THINKING ART IN THE DIGITAL AGE When digital becomes a source of inspiration

Digital technology challenges our relationship to reality and the virtual. RAQUEL KOGAN, Reflexão #2, 2005, Installation interactive, logiciels customisés, miroirs et projection. Exposition Grand Palais

“Be afraid” seems to be the credo for part of the digital world. We will soon be replaced by soft robots, cobots, heaps of knowledge called artificial intelligence, before the advent of a superior and general intelligence that will drive us all like in some best SF novels written by Asimov’s or by K. Dick’s; or as in Fritz Lang’s Metropolis (1927), Jean-Luc Godard’s Alphaville (1965) and of course Spike Jonze’s Her (2015)… With the help of 0s and 1s, artificial intelligence and artifacts, digital seems to be opposed to the living, to emotions, to the famous “real life”. Yet the digital is a sensitive raw material that comes to life thanks to artists who transform, transmute, animate and play with it.

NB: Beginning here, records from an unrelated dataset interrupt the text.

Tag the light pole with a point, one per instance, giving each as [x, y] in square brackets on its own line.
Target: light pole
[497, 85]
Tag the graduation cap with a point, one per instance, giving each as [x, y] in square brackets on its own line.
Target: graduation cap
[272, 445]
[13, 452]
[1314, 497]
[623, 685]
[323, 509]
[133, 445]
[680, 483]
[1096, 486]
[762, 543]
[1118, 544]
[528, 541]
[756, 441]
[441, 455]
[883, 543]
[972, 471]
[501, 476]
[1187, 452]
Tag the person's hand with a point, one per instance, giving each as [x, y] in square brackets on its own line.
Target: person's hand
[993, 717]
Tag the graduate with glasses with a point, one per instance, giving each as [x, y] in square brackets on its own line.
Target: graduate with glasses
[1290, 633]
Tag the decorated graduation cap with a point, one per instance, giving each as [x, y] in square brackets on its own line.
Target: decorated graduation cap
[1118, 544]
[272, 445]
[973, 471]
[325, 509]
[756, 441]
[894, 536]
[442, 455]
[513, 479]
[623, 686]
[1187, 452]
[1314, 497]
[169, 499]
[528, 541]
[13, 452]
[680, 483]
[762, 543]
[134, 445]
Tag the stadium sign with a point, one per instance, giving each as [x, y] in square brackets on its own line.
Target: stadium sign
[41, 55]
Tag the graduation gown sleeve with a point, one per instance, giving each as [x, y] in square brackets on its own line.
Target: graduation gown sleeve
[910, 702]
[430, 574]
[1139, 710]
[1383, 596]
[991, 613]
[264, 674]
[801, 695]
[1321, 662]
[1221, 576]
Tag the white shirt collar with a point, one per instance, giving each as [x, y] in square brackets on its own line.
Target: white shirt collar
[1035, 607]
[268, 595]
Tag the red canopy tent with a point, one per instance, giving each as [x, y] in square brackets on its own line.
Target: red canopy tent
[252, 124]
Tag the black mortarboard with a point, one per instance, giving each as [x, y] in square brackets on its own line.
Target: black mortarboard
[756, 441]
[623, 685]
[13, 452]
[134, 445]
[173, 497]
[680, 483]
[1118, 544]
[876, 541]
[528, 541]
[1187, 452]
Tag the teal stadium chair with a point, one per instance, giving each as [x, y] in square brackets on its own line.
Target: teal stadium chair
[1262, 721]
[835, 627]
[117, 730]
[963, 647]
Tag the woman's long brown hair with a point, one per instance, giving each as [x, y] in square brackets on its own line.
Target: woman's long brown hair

What if current research, particularly in neuroscience, combined with the imaginations of our artist friends, could reverse this fear to show us that human singularity cannot be destroyed by a “technological increase” in our senses, however fascinating it may be?

The interactions between engineers and artists, sometimes in the same person (!), are boundless sources of innovation, new uses, parodies and mutual inspiration.

Digital as a tool for artistic creation

 

Do you want to test one of these unlikely yet successful encounters? Meet Julien Levesque, artist and CreativeTech-er.

During an interview done for the agency, he explains why digital is his favourite raw material. Far from preconceived ideas, Julien Levesque shows through artistic devices how digital can help to convey emotions.

Another CreativeTech-er, Albertine Meunier. This digital artist dear to the heart of CreativeTech is releasing an album. It’s funny, poetic, and catchy, in other words it’s simply adorable: just like her! Once you’ve listened to the first notes of data touch or data nugget, you won’t stop humming them, just like us. To be supported without moderation on   kiss kiss bank bank.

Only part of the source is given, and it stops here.